The ClinGen Dosage Sensitivity dataset shows evidence supporting or refuting haploinsufficiency (loss) and triplosensitivity (gain) as mechanisms for disease at gene-level and larger genomic regions.
A rating system is used to classify the evidence supporting or refuting dosage sensitivity for individual genes and regions, which takes in consideration the following criteria: number of causative mutations reported, patterns of inheritance, consistency of phenotype, evidence from large-scale case-control studies, mutational mechanisms, data from public genome variation databases, and expert consensus opinion.

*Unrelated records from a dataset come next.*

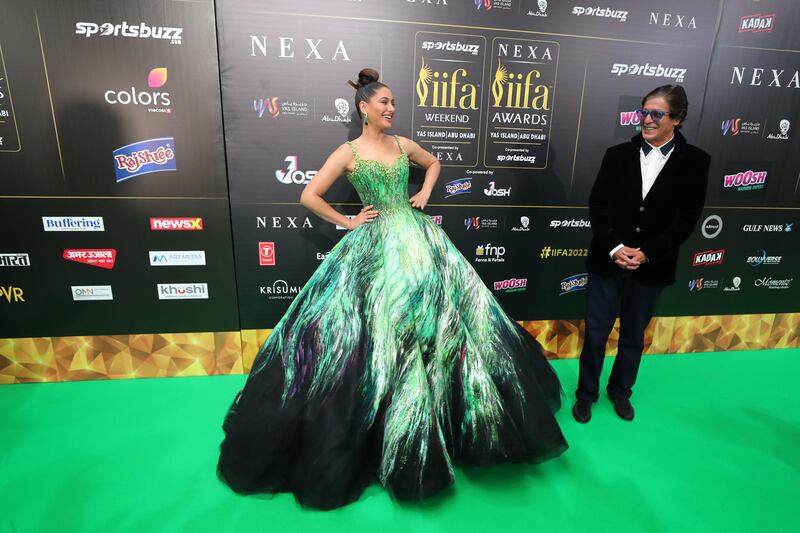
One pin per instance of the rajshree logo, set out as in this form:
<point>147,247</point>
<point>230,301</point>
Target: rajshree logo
<point>756,23</point>
<point>446,89</point>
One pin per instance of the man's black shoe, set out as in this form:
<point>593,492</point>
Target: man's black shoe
<point>582,411</point>
<point>623,407</point>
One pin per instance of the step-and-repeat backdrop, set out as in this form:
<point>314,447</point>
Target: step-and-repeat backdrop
<point>140,240</point>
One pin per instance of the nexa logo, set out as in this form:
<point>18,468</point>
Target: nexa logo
<point>282,223</point>
<point>286,48</point>
<point>777,78</point>
<point>673,21</point>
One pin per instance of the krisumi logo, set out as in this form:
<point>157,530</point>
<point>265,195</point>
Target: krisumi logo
<point>459,186</point>
<point>266,254</point>
<point>492,190</point>
<point>177,224</point>
<point>287,48</point>
<point>280,290</point>
<point>11,294</point>
<point>709,257</point>
<point>653,71</point>
<point>671,20</point>
<point>486,253</point>
<point>124,29</point>
<point>756,23</point>
<point>735,285</point>
<point>292,174</point>
<point>177,257</point>
<point>602,12</point>
<point>761,258</point>
<point>102,258</point>
<point>144,157</point>
<point>92,292</point>
<point>342,112</point>
<point>156,101</point>
<point>283,223</point>
<point>182,291</point>
<point>784,126</point>
<point>776,78</point>
<point>511,285</point>
<point>749,180</point>
<point>574,283</point>
<point>73,223</point>
<point>524,222</point>
<point>770,283</point>
<point>14,260</point>
<point>711,227</point>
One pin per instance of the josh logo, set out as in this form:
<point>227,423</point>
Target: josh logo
<point>749,180</point>
<point>486,253</point>
<point>11,294</point>
<point>102,258</point>
<point>144,157</point>
<point>756,23</point>
<point>14,260</point>
<point>73,223</point>
<point>784,126</point>
<point>511,285</point>
<point>266,253</point>
<point>709,257</point>
<point>459,186</point>
<point>182,291</point>
<point>177,257</point>
<point>177,224</point>
<point>574,283</point>
<point>141,31</point>
<point>712,226</point>
<point>155,101</point>
<point>92,292</point>
<point>761,258</point>
<point>292,174</point>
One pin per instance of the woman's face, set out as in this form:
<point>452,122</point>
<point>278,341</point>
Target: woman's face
<point>380,108</point>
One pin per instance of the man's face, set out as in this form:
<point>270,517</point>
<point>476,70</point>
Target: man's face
<point>658,132</point>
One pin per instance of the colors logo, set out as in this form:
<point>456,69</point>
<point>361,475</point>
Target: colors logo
<point>177,224</point>
<point>103,258</point>
<point>144,157</point>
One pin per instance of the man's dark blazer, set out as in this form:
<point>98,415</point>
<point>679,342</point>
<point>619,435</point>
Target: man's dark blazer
<point>660,223</point>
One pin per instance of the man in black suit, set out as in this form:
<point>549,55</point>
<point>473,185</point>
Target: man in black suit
<point>645,203</point>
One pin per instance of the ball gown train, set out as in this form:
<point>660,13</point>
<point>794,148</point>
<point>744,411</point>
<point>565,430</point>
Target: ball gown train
<point>393,362</point>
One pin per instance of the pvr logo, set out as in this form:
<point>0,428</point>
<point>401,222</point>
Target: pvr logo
<point>11,294</point>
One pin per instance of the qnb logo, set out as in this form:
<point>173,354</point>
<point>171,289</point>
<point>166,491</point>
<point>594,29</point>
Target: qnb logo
<point>756,23</point>
<point>732,126</point>
<point>292,174</point>
<point>124,29</point>
<point>11,294</point>
<point>653,71</point>
<point>144,157</point>
<point>177,224</point>
<point>157,101</point>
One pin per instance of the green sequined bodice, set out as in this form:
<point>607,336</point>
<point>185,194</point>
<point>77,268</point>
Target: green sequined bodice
<point>384,187</point>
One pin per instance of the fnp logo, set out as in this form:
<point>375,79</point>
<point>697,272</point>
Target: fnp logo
<point>144,157</point>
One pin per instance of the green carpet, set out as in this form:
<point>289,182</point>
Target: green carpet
<point>715,447</point>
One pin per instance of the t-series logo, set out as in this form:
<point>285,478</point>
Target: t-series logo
<point>144,157</point>
<point>157,101</point>
<point>183,291</point>
<point>177,224</point>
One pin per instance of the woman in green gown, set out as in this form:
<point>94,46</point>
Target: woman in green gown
<point>395,360</point>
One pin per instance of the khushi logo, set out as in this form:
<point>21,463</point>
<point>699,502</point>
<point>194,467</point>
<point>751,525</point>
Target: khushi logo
<point>144,157</point>
<point>756,23</point>
<point>102,258</point>
<point>177,224</point>
<point>709,257</point>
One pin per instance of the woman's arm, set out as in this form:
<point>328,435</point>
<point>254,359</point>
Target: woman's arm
<point>312,199</point>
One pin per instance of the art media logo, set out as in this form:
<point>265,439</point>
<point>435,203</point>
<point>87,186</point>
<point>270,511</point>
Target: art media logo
<point>144,157</point>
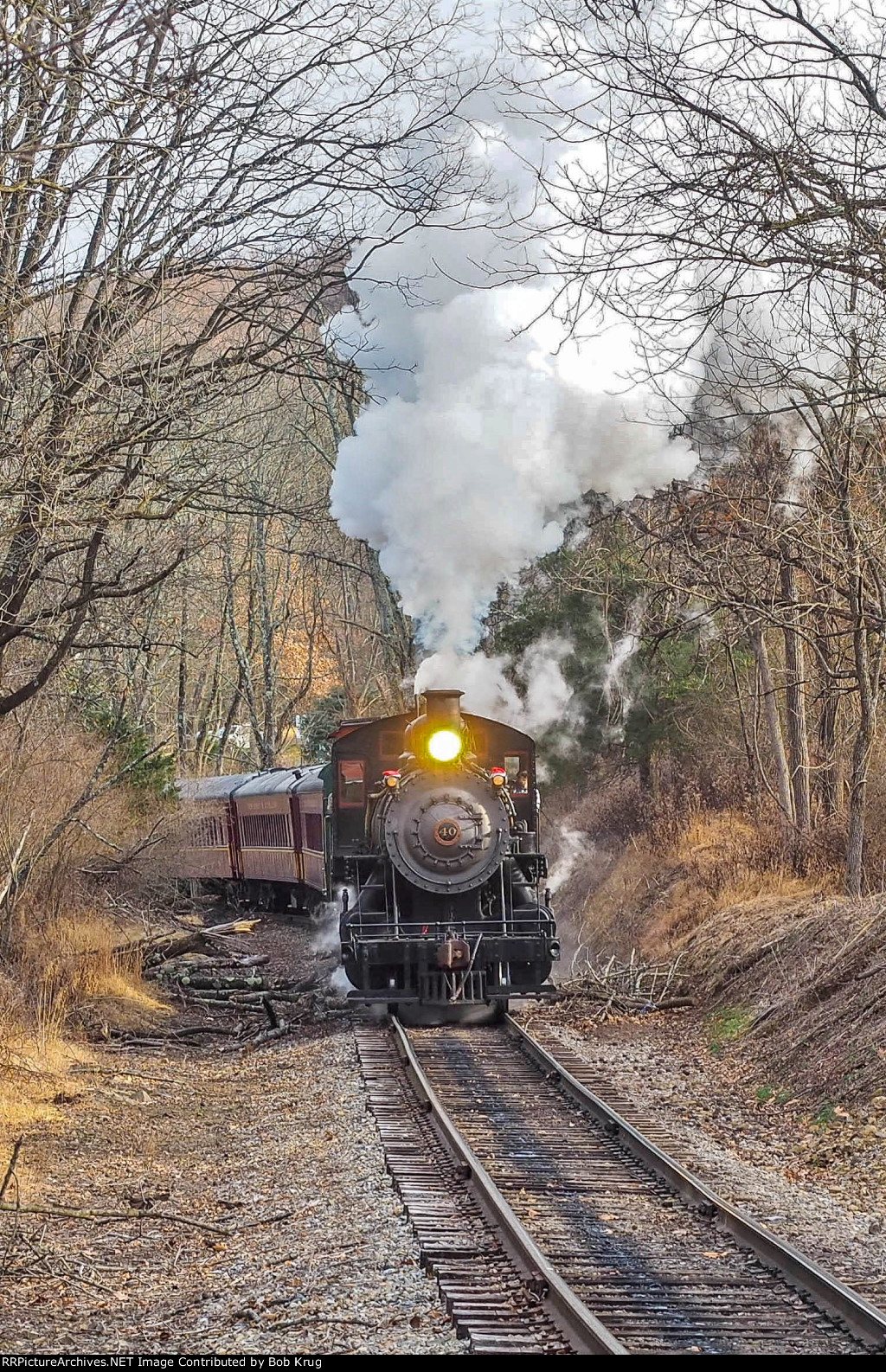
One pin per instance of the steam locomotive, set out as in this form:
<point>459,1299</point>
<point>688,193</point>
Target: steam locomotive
<point>427,829</point>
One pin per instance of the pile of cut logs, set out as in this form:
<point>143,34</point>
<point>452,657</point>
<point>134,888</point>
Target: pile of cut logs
<point>626,987</point>
<point>201,969</point>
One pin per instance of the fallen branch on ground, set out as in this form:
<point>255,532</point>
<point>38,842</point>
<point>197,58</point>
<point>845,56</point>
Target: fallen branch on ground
<point>72,1213</point>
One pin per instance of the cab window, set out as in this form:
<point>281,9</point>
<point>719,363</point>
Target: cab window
<point>517,774</point>
<point>351,782</point>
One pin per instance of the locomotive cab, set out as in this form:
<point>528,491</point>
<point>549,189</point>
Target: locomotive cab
<point>433,843</point>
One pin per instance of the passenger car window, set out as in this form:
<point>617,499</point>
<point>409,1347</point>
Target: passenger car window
<point>351,781</point>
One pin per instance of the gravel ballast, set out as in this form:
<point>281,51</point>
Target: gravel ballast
<point>274,1146</point>
<point>819,1186</point>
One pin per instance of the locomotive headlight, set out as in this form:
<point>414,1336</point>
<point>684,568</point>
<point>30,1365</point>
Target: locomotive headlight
<point>445,745</point>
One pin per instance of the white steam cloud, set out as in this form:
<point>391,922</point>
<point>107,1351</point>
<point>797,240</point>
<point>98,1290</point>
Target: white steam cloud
<point>492,427</point>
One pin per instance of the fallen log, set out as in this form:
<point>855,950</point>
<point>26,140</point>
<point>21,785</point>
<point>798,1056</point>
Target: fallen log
<point>177,941</point>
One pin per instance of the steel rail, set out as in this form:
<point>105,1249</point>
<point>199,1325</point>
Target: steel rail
<point>776,1254</point>
<point>579,1324</point>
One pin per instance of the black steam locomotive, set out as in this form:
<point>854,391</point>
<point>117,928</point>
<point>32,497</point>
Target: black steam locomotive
<point>424,826</point>
<point>433,838</point>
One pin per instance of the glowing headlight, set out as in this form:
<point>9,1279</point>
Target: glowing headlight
<point>445,745</point>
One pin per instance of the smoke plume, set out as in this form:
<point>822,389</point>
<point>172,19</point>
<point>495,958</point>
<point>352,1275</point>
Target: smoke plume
<point>487,427</point>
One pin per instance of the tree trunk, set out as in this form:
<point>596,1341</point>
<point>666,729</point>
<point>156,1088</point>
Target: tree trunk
<point>829,759</point>
<point>796,702</point>
<point>782,775</point>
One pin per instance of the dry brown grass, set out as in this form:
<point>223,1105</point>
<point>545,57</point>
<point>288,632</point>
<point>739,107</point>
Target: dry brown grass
<point>658,894</point>
<point>62,974</point>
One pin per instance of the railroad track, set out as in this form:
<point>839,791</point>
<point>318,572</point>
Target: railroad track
<point>555,1224</point>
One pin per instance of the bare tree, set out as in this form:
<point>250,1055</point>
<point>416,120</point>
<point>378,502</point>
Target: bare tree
<point>178,191</point>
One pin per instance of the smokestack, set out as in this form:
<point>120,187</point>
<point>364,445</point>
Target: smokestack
<point>442,708</point>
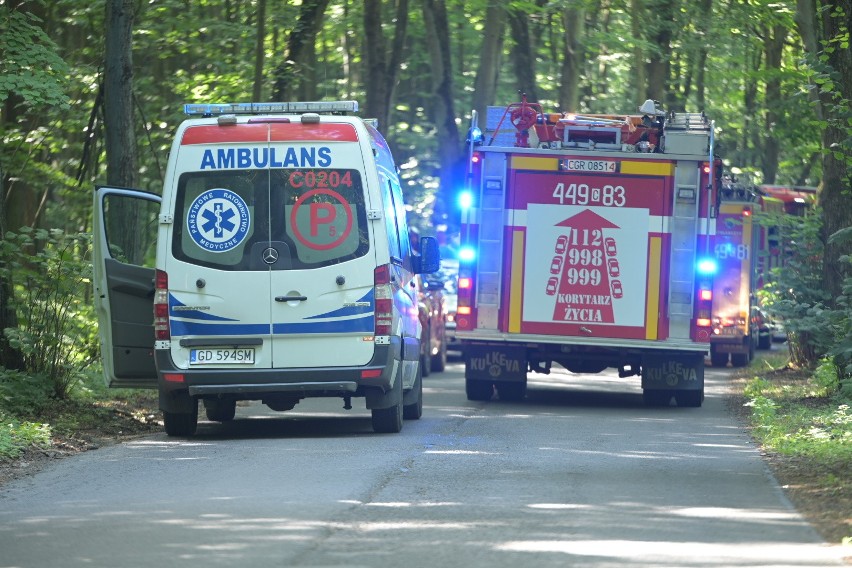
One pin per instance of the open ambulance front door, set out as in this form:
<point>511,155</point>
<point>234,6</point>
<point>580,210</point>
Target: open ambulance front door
<point>124,243</point>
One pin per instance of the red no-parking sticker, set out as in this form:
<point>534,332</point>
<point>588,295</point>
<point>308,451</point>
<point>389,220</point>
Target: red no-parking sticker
<point>321,219</point>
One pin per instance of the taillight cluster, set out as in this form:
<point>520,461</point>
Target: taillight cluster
<point>384,300</point>
<point>465,302</point>
<point>703,310</point>
<point>161,306</point>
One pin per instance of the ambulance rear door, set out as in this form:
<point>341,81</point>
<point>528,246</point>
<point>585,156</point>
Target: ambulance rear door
<point>217,257</point>
<point>322,281</point>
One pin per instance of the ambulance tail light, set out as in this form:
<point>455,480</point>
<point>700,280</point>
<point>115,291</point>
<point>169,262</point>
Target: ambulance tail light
<point>161,306</point>
<point>384,300</point>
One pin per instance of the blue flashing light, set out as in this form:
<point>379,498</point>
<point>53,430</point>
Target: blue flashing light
<point>474,136</point>
<point>467,254</point>
<point>707,266</point>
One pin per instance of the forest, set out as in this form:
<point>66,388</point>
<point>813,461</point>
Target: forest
<point>92,92</point>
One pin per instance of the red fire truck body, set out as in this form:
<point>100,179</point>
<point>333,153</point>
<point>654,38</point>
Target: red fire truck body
<point>737,245</point>
<point>745,252</point>
<point>581,247</point>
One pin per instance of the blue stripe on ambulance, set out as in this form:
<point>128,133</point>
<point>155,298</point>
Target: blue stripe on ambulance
<point>191,314</point>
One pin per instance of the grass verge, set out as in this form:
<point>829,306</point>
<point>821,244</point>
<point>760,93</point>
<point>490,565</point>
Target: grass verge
<point>803,423</point>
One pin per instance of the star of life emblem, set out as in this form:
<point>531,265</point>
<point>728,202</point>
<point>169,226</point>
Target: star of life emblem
<point>218,220</point>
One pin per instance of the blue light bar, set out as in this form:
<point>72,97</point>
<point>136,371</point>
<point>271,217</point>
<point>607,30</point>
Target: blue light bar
<point>270,108</point>
<point>707,266</point>
<point>467,254</point>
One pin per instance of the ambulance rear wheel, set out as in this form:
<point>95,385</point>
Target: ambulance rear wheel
<point>478,389</point>
<point>389,420</point>
<point>426,354</point>
<point>220,410</point>
<point>439,361</point>
<point>414,410</point>
<point>181,423</point>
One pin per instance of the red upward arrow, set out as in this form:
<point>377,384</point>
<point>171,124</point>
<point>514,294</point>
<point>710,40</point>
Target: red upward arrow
<point>587,219</point>
<point>584,294</point>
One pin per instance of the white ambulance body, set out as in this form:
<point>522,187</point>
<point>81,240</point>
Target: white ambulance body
<point>283,268</point>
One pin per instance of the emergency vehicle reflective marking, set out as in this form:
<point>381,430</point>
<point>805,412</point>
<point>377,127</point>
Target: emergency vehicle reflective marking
<point>648,168</point>
<point>241,356</point>
<point>264,133</point>
<point>218,220</point>
<point>321,214</point>
<point>590,166</point>
<point>582,194</point>
<point>264,157</point>
<point>652,311</point>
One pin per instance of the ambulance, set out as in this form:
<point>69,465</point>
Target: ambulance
<point>275,266</point>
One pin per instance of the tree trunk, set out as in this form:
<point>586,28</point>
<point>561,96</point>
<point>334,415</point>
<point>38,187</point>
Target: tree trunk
<point>449,146</point>
<point>701,64</point>
<point>485,84</point>
<point>382,67</point>
<point>120,135</point>
<point>259,52</point>
<point>523,55</point>
<point>660,15</point>
<point>291,72</point>
<point>573,20</point>
<point>640,66</point>
<point>774,49</point>
<point>836,193</point>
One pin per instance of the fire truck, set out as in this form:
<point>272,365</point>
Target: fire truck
<point>737,245</point>
<point>586,242</point>
<point>745,251</point>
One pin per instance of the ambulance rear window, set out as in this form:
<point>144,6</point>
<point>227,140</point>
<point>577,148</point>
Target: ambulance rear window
<point>230,219</point>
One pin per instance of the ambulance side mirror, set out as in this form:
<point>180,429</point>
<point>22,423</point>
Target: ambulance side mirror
<point>430,256</point>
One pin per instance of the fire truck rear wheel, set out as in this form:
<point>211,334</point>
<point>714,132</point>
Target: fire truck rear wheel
<point>689,399</point>
<point>718,359</point>
<point>656,397</point>
<point>512,391</point>
<point>739,359</point>
<point>478,389</point>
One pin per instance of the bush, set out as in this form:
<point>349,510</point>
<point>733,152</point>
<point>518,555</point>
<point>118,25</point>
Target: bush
<point>56,335</point>
<point>16,436</point>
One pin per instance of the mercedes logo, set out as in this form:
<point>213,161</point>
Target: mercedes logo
<point>270,255</point>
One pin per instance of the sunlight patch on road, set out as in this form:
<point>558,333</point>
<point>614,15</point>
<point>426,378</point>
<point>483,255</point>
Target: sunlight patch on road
<point>558,506</point>
<point>674,553</point>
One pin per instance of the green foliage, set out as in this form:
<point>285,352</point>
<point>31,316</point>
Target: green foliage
<point>802,420</point>
<point>49,271</point>
<point>794,293</point>
<point>15,436</point>
<point>29,64</point>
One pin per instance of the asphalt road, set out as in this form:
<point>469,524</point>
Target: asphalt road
<point>579,474</point>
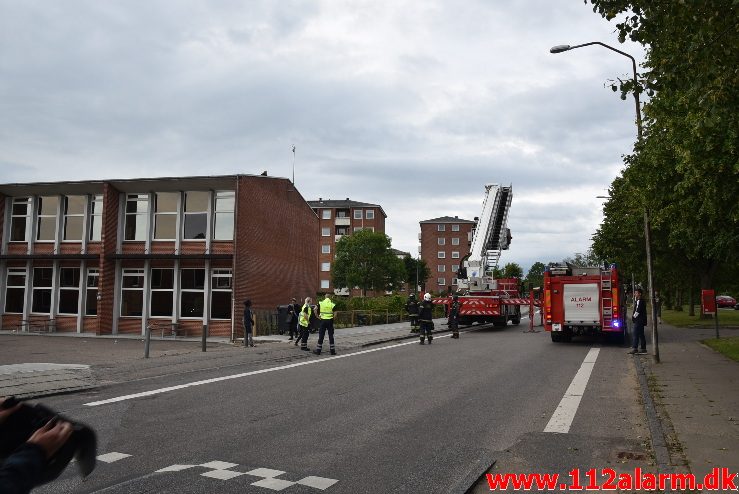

The system is intended to be of a "dynamic nature", with regions being reevaluated periodically to incorporate emerging evidence. The evidence collected is displayed within a publicly available database. Evidence that haploinsufficiency or triplosensitivity of a gene is associated with a specific phenotype will aid in the interpretive assessment of CNVs including that gene.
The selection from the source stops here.